As much of the Western world basks in heart-warming reverie of festive cheer, good food and the company of loved ones, hundreds of writers and intellectuals will be languishing in Turkish jails on spurious charges with no sense of what fate awaits them.

Throughout 2016 the IPA and other international free-speech defenders have been following with deepening distaste as the Turkish government has systematically muzzled through incarceration every dissenting voice, whether academics, journalists, writers or publishers.

Swiss lawyer and onetime IPA Secretary General, Benôit Müller, is among a number who has been working to see the prominent Turkish novelist Aslı Erdoğan — a personal friend of his — freed from jail.

Müller met Erdoğan (who is unrelated to the Turkish president Recep Tayyip Erdoğan) during his time at the IPA, in the late 1990s and early 2000s. Even then, Turkey was already squarely on the freedom to publish blacklist, which meant Müller travelled to Istanbul and Ankara numerous times to observe trials, lobby government and meet Turkish writers and publishers.

When the world learned in August 2016 that Aslı, who is in poor health, had been swept up in President Erdogan’s increasingly indiscriminate ‘purge’, Müller contacted the IPA to volunteer his expertise in any way that might help her. The IPA opened a channel to its own network of likeminded NGOs, which in turn triggered a series of letters and initiatives aimed at raising the international profile of her case and ramping up the pressure on Ankara.

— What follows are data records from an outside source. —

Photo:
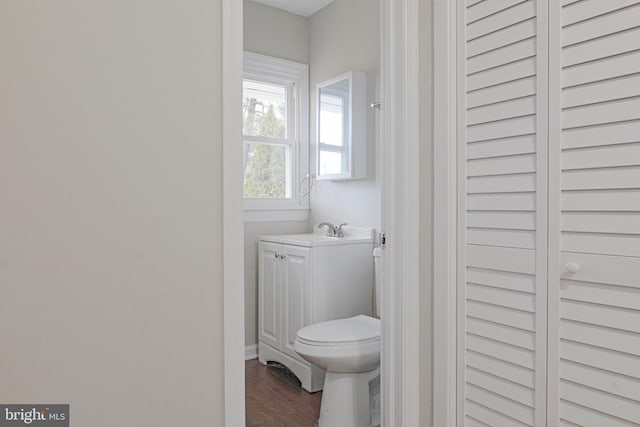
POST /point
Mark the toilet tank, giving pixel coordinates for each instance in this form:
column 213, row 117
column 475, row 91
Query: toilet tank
column 378, row 280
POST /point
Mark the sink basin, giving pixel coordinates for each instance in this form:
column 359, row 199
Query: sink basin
column 351, row 235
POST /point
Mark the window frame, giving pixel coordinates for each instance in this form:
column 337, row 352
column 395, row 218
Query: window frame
column 295, row 77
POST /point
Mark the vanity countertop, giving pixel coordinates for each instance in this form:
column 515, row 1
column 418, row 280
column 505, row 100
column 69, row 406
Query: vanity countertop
column 352, row 235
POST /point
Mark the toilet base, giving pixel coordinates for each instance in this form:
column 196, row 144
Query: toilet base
column 345, row 399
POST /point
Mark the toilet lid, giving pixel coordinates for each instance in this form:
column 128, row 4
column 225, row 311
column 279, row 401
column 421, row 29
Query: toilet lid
column 352, row 329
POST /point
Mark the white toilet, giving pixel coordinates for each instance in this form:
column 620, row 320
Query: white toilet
column 349, row 350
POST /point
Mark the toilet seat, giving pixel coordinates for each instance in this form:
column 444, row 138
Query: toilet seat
column 353, row 330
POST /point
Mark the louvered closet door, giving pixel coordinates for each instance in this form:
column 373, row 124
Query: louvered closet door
column 595, row 378
column 502, row 136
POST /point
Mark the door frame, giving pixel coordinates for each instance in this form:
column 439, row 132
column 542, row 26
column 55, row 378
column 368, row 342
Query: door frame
column 400, row 353
column 445, row 213
column 232, row 227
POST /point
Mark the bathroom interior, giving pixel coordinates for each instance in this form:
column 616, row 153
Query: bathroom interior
column 125, row 283
column 333, row 38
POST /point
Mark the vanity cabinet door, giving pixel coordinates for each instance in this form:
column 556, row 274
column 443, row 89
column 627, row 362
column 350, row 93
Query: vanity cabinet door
column 269, row 274
column 295, row 264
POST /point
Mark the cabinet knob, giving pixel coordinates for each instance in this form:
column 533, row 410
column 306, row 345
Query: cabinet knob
column 573, row 267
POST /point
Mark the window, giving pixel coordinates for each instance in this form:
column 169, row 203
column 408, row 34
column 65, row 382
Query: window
column 275, row 135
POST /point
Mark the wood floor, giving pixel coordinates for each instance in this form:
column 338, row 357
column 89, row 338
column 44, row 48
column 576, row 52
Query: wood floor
column 274, row 398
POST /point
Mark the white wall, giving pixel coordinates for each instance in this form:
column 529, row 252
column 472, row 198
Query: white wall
column 345, row 36
column 273, row 32
column 110, row 219
column 425, row 185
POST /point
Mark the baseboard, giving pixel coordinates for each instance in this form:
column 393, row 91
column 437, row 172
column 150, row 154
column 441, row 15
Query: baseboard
column 251, row 352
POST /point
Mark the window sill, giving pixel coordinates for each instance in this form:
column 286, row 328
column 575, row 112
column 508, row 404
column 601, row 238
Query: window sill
column 275, row 215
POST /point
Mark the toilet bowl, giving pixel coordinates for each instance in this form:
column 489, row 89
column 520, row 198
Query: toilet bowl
column 349, row 350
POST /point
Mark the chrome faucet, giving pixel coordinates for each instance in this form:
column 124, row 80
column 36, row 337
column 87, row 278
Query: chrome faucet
column 332, row 230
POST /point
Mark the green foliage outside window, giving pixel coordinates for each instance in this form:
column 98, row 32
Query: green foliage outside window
column 266, row 166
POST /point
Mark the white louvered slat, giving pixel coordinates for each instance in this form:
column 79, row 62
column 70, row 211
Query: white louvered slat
column 602, row 157
column 597, row 293
column 585, row 416
column 602, row 380
column 502, row 74
column 601, row 179
column 502, row 147
column 515, row 374
column 602, row 25
column 607, row 90
column 600, row 401
column 502, row 279
column 501, row 20
column 472, row 422
column 511, row 89
column 502, row 333
column 508, row 353
column 507, row 220
column 484, row 9
column 503, row 201
column 521, row 394
column 500, row 237
column 610, row 317
column 471, row 3
column 607, row 68
column 615, row 133
column 613, row 223
column 491, row 417
column 498, row 296
column 501, row 259
column 505, row 406
column 601, row 358
column 587, row 9
column 611, row 270
column 515, row 183
column 609, row 200
column 502, row 165
column 600, row 337
column 608, row 112
column 614, row 44
column 501, row 315
column 604, row 244
column 504, row 37
column 501, row 56
column 501, row 111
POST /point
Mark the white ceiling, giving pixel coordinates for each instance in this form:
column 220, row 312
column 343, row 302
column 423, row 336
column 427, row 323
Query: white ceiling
column 304, row 8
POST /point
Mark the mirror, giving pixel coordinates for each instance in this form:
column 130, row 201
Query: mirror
column 341, row 127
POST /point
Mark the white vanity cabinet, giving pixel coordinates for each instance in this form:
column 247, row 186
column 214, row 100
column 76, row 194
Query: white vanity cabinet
column 305, row 279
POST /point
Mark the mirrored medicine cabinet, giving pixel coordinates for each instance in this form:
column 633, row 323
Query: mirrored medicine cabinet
column 341, row 127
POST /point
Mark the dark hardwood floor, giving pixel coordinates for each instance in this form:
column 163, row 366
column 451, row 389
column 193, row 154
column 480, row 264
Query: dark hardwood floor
column 274, row 398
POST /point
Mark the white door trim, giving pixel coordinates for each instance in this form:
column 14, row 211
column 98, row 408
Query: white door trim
column 232, row 228
column 445, row 214
column 400, row 358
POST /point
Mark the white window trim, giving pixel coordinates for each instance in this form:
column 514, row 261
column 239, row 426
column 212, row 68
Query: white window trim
column 281, row 71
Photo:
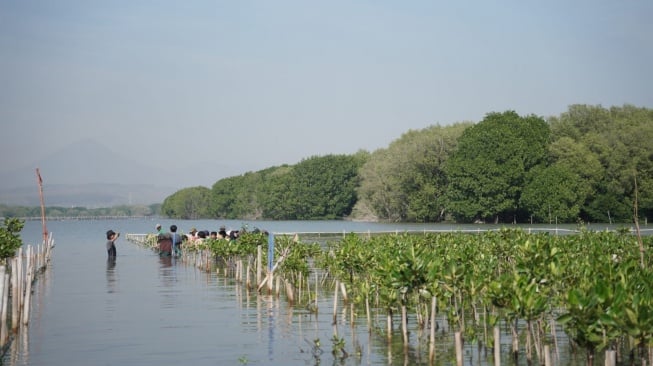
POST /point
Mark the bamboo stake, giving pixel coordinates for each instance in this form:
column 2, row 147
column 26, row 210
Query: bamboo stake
column 2, row 303
column 316, row 283
column 6, row 278
column 248, row 284
column 345, row 298
column 259, row 258
column 335, row 303
column 289, row 292
column 610, row 358
column 459, row 348
column 28, row 285
column 432, row 334
column 15, row 289
column 389, row 326
column 497, row 345
column 547, row 356
column 404, row 324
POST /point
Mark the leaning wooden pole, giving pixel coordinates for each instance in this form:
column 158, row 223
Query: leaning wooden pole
column 40, row 182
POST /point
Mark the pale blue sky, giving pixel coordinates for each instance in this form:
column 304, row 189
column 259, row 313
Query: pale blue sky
column 263, row 83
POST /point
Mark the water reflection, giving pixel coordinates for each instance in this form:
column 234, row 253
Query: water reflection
column 168, row 277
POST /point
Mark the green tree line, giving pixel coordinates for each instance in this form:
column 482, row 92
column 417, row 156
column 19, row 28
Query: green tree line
column 590, row 164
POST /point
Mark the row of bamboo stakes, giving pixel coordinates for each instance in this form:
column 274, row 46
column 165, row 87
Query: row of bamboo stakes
column 17, row 275
column 273, row 284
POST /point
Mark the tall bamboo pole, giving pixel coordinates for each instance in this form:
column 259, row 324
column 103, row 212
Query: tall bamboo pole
column 40, row 182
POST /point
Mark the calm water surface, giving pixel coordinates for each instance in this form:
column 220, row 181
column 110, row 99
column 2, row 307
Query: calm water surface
column 145, row 310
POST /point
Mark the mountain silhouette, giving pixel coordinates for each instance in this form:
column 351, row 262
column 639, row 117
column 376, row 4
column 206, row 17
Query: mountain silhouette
column 86, row 173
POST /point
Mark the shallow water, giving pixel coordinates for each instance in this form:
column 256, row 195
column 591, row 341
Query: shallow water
column 144, row 310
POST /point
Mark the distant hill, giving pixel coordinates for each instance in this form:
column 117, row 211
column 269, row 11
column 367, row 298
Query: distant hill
column 86, row 195
column 86, row 174
column 89, row 174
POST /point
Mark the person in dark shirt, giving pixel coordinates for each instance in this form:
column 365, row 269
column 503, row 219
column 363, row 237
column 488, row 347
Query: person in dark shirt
column 112, row 236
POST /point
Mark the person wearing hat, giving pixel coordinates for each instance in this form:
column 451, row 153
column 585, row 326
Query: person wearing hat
column 112, row 236
column 193, row 234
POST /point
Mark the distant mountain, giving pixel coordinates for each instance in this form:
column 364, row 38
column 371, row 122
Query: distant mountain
column 86, row 195
column 89, row 174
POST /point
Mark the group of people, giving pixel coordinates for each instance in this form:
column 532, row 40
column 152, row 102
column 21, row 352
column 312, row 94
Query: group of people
column 170, row 243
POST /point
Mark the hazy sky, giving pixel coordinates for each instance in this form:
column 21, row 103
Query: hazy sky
column 263, row 83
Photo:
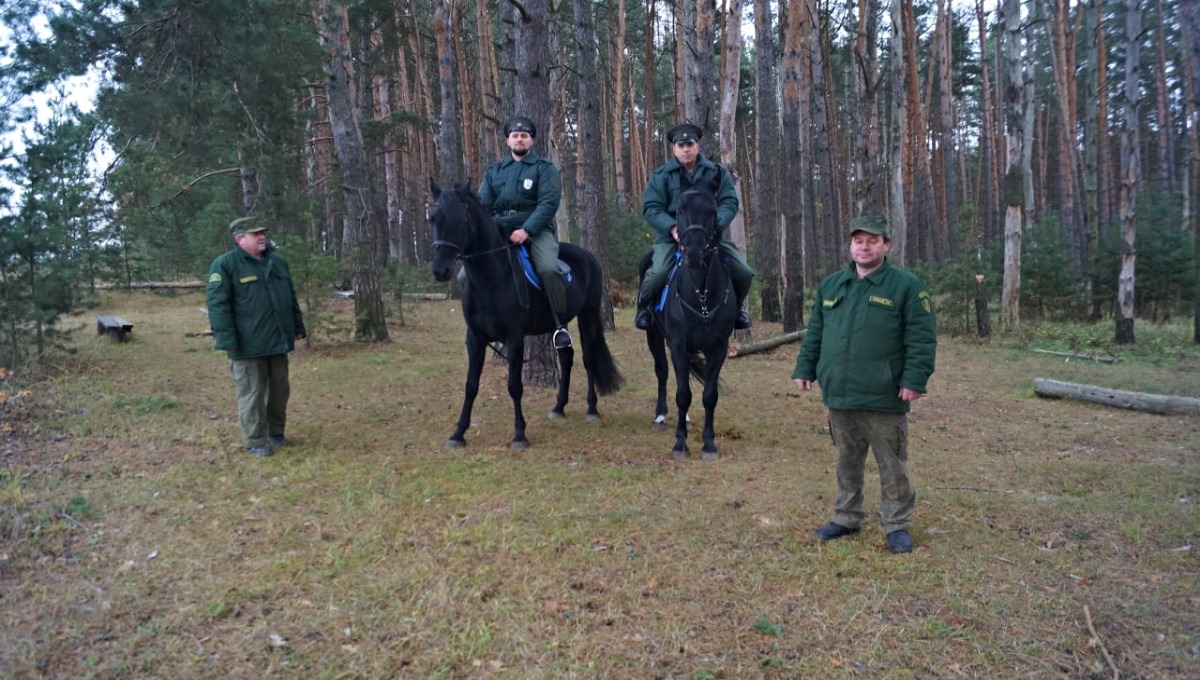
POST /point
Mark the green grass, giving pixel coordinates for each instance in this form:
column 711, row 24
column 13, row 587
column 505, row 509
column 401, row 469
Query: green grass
column 365, row 549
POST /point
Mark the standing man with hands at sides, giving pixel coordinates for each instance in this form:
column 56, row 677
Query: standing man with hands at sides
column 256, row 319
column 523, row 192
column 659, row 206
column 870, row 343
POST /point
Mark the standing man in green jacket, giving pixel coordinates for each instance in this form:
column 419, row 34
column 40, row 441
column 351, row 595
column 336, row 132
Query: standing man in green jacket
column 870, row 343
column 659, row 206
column 523, row 192
column 256, row 319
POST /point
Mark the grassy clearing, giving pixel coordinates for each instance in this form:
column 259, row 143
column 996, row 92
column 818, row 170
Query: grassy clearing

‘I like many others want to do whatever I can to help,’ he said. ‘What has happened in Turkey this year has been sickening, and the diplomatic response from Europe, the US and elsewhere has been lukewarm at best. When the wheels of diplomacy are stuck because of international geopolitics, then civil society, NGOs and individuals, have an even greater duty to do everything possible to make such outrages a diplomatic priority.’

Müller has contributed to a collective effort by PEN International, Swiss PEN, the Swiss Authors Association, the IPA and other bodies, to lobby the UN’s ‘Special Rapporteur on the promotion and protection of the right to freedom of opinion and expression’, David Kaye and Swiss Foreign Minister Burkhalter to urge them to do more.

The organizations wrote to Kaye before his recent field mission to Turkey asking him to visit Aslı in prison. Kaye lodged the request with the Turkish authorities, but it was regrettably denied. A subsequent submission to David Kaye appealed to him to attend the trials of Aslı Erdoğan and her linguist colleague Necmiye Alpay, which are due to start on 29 December 29, in Istanbul. State prosecutors are seeking their conviction for links to a newspaper’s editorial committee, with a request that they be sentenced to ‘aggravated life’, would mean living out the rest of their days in solitary confinement.

For its part, the IPA has joined a broad grouping of organizations, led from London by Article 19, that has agreed to coordinate its activism and lobbying in and around Turkey. In 2017 the IPA and its peers in the group will intensify their focus on Turkey, although the situation is likely to get worse before it gets better.